Арес не станет отрицать, как его задевают слова Раптора, который словно забыл, насколько силен первородный и как он незаменим в бою. Да, Арес отошел от битв, сам лично в войне с их врагами не участвует, но он все равно вносит свой значительный вклад. Без него не было бы пусть пока и не совсем отвечающей требованиям вампиров крови, благодаря которой солдатам на задании не нужно заниматься охотой и привлекать внимание. Он тот, кто разбирает любое новое оружие, созданное против первородных, и до этого момента прекрасно с этим справлялся. Только с мальчишкой из Белтейн пока все еще ничего не понятно, но и здесь Арес докопается до истины.
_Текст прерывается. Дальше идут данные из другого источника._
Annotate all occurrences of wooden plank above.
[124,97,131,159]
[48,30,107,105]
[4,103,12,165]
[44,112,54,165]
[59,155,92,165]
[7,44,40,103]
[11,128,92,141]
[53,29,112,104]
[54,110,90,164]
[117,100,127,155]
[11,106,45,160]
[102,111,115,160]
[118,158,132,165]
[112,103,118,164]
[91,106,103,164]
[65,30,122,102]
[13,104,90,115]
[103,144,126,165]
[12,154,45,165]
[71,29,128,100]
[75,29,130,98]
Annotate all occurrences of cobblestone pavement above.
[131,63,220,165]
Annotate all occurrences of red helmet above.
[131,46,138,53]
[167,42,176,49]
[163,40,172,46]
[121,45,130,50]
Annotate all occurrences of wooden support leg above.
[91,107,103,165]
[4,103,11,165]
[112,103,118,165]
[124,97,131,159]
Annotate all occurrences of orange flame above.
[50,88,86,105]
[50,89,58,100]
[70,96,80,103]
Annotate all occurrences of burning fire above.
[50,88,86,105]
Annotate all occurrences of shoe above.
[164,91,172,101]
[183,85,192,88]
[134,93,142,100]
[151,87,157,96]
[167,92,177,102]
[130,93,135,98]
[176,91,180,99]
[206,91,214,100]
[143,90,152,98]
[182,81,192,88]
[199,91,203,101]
Это всего лишь вопрос времени.
— Так я и думал, скоро вечер, а ты ничего не добился, — отодвинув висящие с потолка прозрачные пакеты, которые Арес повесил, чтобы кровь не забрызгала все вокруг, подходит к ним Раптор. За ним останавливается Джулиан, который, как и всегда, в преддверии встречи с Аресом не в духе.
— Почему ты голый? — забывает о пленнике Раптор, смотря на незамысловатый наряд первородного.
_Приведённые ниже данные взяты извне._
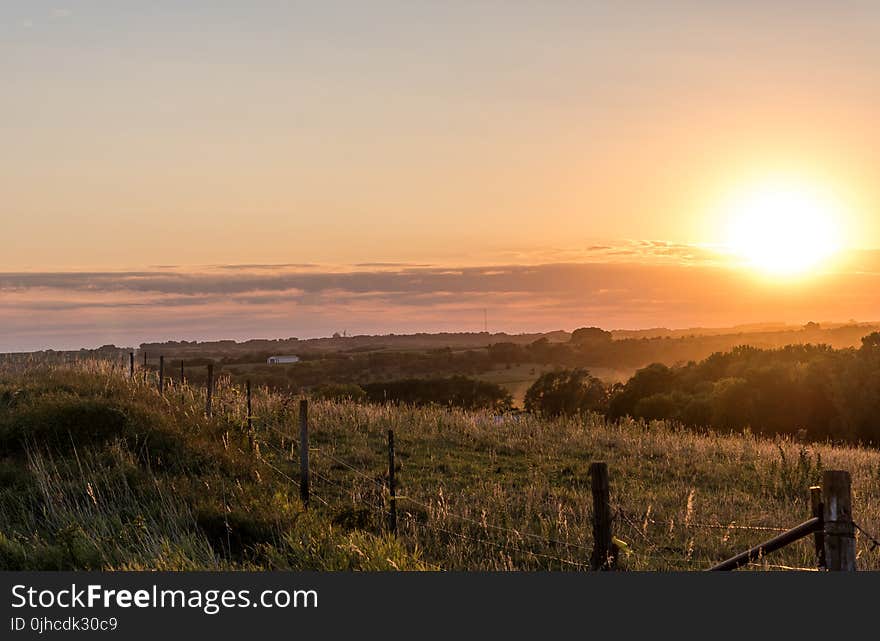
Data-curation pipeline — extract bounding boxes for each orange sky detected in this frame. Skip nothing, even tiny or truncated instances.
[0,0,880,349]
— Я не голый, я в фартуке, — возмущается Арес. — Я просто практичный, зачем мне портить мои дизайнерские вещи?
Джулиан усиленно изображает интерес к орудиям пыток, разложенным на столе, старается не смотреть на альфу, бицепсы которого ему не обхватить обеими ладонями.
— Так и не раскололся? — подойдя к столу, примеряет к руке топор Раптор и поворачивается к еле дышащему вампиру. Мужчина одной ногой уже в могиле и даже при желании ничего толкового не расскажет. — Пытки на то и пытки, что их объект не должен сдохнуть раньше времени, — продолжает сильно недовольный первородный.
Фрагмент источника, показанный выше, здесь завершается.